Estimate the probability that, if there's a tie for first place, or a near tie for first place (two top candidates differing by one vote), i will be one of those candidates.

Call that probability Pi. We can estimate Pij as Pi*Pj. For some of the strategy methods described in later articles, the Pi are easier to use than the Pij.

Approval Strategy IV will describe some ways of estimating those numbers, for Weber's strategy, though the three strategies that I've already described seem the most useful.

But say we don't have any information about the other voters' preferences: no information about how big the factions are, no information on how popular the candidates are. In that case, we have no way to estimate Pi or Pij. We'll call that a zero-info election.

I emphasize that our public political elections aren't zero-info. And neither is a committee vote on something that's been well-discussed. So zero-info elections will probably be limited to a few rare instances in which the alternatives haven't been discussed. But they're still interesting to discuss, and are useful when we're comparing methods without having viability assumptions. That's their main use.

In that case, all the Pij are equal. Therefore we can leave them out. Replace Pij(Ui-Uj) with (Ui-Uj).

Let's calculate that sum again, with that simpler formula.

The sum, over all j, of (Ui-Uj) is the same as the sum of Ui over all j, minus the sum of Uj over all j.

What does it mean to say "The sum of Ui, over all j"? Once for each of the other candidates, while each of them takes a turn as j, we add Ui.Obviously Ui doesn't change. So we add up all those identical Ui terms. In other words, that sum is Ui(N-1), where N is the number of candidates.

What's the sum of Uj, over all J. The sum of the utility of everyone but i. I'll call that Uallj. So Ui(N-l) - Uallj > 0 if we're to vote for i. That can be rearranged to Ui > Uallj/(N-1).
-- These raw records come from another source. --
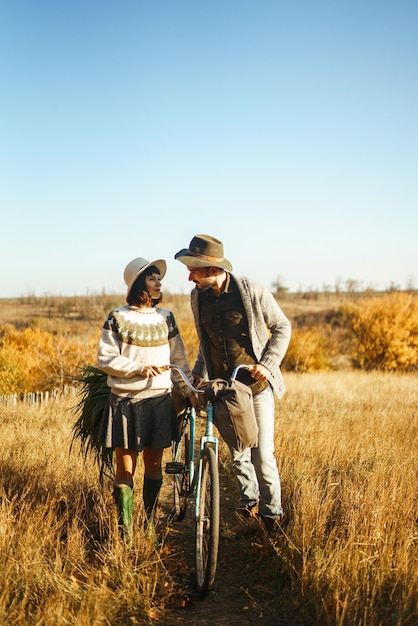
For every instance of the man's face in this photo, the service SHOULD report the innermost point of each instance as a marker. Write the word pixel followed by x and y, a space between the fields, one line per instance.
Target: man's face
pixel 202 277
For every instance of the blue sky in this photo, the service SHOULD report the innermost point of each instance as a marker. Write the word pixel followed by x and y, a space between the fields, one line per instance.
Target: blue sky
pixel 289 130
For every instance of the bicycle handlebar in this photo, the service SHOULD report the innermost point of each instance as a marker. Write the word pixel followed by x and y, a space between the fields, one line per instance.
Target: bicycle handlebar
pixel 189 384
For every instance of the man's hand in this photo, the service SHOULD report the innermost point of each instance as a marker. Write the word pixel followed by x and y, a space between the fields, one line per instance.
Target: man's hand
pixel 149 371
pixel 259 372
pixel 194 401
pixel 197 381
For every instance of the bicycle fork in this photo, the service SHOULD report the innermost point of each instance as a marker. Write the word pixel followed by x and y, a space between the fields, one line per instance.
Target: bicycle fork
pixel 207 439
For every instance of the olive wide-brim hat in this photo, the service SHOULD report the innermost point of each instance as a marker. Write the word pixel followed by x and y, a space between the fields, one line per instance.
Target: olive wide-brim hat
pixel 204 251
pixel 139 265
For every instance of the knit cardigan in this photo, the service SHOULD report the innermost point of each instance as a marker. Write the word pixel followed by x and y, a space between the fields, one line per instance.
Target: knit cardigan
pixel 269 331
pixel 133 337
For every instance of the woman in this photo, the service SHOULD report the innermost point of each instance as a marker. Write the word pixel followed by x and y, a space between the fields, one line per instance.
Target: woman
pixel 137 342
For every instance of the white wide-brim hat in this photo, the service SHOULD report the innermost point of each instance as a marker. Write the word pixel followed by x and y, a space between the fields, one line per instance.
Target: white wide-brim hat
pixel 139 265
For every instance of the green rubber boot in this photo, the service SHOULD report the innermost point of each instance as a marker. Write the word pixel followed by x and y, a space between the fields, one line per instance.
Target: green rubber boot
pixel 124 499
pixel 150 493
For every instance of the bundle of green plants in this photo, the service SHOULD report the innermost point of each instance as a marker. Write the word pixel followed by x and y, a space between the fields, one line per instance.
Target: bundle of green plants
pixel 94 393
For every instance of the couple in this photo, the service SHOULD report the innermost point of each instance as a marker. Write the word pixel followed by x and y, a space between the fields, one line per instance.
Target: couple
pixel 237 321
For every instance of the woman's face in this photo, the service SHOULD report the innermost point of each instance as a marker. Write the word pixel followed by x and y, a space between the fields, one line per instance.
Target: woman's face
pixel 153 286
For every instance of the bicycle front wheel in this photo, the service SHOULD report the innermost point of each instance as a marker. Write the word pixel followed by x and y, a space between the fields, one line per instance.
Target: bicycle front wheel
pixel 207 523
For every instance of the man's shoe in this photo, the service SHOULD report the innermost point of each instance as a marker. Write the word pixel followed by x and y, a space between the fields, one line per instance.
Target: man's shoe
pixel 274 524
pixel 250 510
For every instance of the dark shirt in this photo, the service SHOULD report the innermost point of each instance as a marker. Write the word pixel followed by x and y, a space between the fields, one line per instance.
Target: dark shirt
pixel 225 324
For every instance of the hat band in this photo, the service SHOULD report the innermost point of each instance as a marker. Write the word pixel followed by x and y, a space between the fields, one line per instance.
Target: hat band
pixel 205 257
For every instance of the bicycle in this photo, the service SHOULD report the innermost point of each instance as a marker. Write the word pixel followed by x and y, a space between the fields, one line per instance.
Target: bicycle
pixel 196 475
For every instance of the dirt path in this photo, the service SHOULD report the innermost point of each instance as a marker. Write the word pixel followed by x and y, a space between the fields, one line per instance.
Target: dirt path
pixel 248 581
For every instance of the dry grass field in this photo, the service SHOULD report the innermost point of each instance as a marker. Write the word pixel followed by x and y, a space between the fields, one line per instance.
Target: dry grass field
pixel 347 449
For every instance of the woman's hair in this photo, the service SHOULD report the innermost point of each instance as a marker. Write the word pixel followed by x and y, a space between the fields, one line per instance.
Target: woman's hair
pixel 138 294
In other words, vote for i if i's utility is greater than the average of the other candidates' utilities.

It can be shown, but is intuitively clear, that that condition is also true if i's utility is greater than the average utility of all the candidates (including i). Say i's utility is greater than the average of the others. The average utility of all the candidates must be somewhere between i's utility and the average for all those but i. So if i's utility is greater than the average of all the other candidates, then i's utility is also greater than the average of the utilities of all the candidates, including i. The argument is similar if we say that i's utility is less than the average of the others.

Thus we get the zero-info strategy: Vote for all the above-mean candidates.

Subsequent Approval Strategy articles will elaborate on this article. In particular, I'll show why Better-Than-Expectation is optimal, and will describe some refinements of Best-Frontrunner.